Numa nota de imprensa enviada à agência, um dia depois de ter sido apresentada oficialmente a comissão responsável por aquela candidatura, o PSD diz que, em primeiro lugar, “é preciso renovar por completo a política municipal de apoio às artes, à criação artística e à produção cultural por parte das entidades associativas e culturais de Coimbra – só assim Coimbra pode aspirar a tornar-se um polo europeu de referência cultural”.
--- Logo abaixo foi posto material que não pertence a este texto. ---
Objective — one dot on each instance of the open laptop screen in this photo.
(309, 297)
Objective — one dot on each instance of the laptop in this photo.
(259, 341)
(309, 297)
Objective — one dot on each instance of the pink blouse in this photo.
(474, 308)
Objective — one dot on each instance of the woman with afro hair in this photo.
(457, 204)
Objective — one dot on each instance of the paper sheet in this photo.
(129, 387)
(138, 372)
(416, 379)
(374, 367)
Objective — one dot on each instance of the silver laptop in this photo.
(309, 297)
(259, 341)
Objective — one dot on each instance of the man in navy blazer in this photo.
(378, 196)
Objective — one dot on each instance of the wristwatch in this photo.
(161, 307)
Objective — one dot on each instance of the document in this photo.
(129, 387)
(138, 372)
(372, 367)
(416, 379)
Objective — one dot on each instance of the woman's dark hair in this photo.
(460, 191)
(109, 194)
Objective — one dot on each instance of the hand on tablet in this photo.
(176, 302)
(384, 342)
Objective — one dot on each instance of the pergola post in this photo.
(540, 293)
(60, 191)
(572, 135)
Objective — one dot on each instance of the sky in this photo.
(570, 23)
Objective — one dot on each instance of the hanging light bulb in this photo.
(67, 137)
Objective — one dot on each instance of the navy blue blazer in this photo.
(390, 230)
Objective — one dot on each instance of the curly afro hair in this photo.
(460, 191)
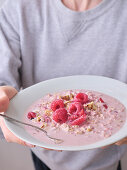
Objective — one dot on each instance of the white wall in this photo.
(16, 157)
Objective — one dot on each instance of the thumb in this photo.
(6, 93)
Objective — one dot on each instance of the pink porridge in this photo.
(78, 117)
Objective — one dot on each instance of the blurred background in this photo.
(16, 157)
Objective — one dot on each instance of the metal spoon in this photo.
(57, 141)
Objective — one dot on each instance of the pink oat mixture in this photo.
(79, 117)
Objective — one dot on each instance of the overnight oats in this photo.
(78, 117)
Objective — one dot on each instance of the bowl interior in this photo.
(20, 103)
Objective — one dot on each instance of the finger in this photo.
(10, 137)
(104, 147)
(9, 91)
(123, 141)
(6, 93)
(51, 149)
A comissão, liderada pelo mágico Luís de Matos, é constituída pelo médico e presidente do PSD Coimbra, Nuno Freitas, pelo deputado municipal da CDU e antigo diretor do Conservatório, Manuel Rocha, pelo vice-reitor da Universidade de Coimbra (UC) para a área do turismo, Luís Menezes, pelo presidente da distrital do PSD de Leiria e antigo presidente da Câmara de Ansião, Rui Rocha, pelo antigo diretor regional da Cultura do Centro António Pedro Pita, e pela antiga vice-reitora da UC Cristina Robalo Cordeiro.
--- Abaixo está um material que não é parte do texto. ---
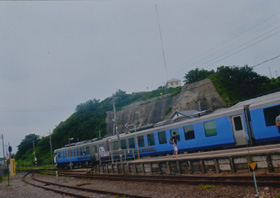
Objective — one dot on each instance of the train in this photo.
(247, 123)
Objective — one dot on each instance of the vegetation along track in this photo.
(262, 180)
(75, 190)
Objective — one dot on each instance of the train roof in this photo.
(261, 101)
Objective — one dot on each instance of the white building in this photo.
(173, 83)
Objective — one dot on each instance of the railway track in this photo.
(75, 191)
(262, 180)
“Em segundo lugar, com a aposta feita pelo PSD no Convento São Francisco, importa definir modelos de gestão cultural de vanguarda, nomeadamente com boas práticas de gestão cultural dos equipamentos abertas a vários públicos complementares e sustentando programação de nível europeu”, sublinham os sociais-democratas.
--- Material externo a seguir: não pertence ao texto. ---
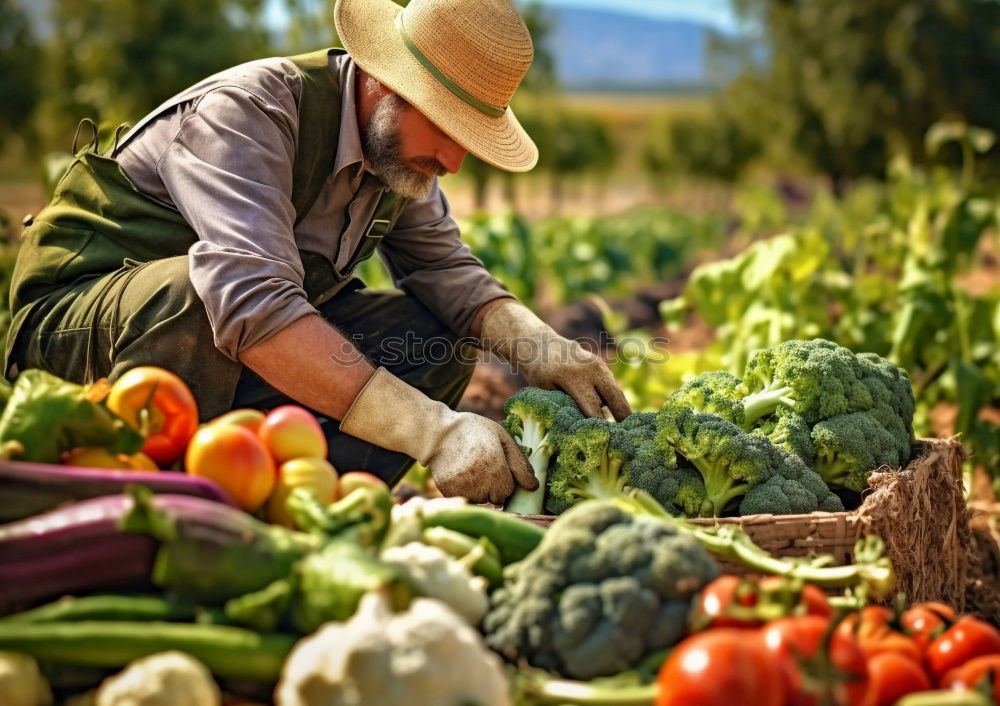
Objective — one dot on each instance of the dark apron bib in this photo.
(98, 222)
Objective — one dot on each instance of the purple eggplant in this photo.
(27, 489)
(77, 548)
(198, 548)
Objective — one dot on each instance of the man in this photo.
(218, 236)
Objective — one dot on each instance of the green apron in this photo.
(99, 230)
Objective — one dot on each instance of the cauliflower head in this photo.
(164, 679)
(21, 682)
(435, 574)
(426, 655)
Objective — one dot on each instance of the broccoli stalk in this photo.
(530, 417)
(766, 399)
(536, 687)
(595, 458)
(816, 379)
(871, 571)
(850, 446)
(730, 460)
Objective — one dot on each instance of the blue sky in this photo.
(716, 13)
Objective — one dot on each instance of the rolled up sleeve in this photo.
(229, 173)
(426, 257)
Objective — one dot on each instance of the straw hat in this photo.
(457, 61)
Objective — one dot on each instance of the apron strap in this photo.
(86, 122)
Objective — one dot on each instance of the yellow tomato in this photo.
(233, 457)
(249, 418)
(314, 474)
O PSD diz também que a “oportunidade de mudança a partir da Capital Europeia da Cultura tem que permanecer em Coimbra para lá de 2027, numa estratégia partilhada com os cidadãos e de melhoria da qualidade de vida em Coimbra e em Portugal, nomeadamente, na regeneração urbana, na aposta educacional e na fruição cultural aberta a todos”.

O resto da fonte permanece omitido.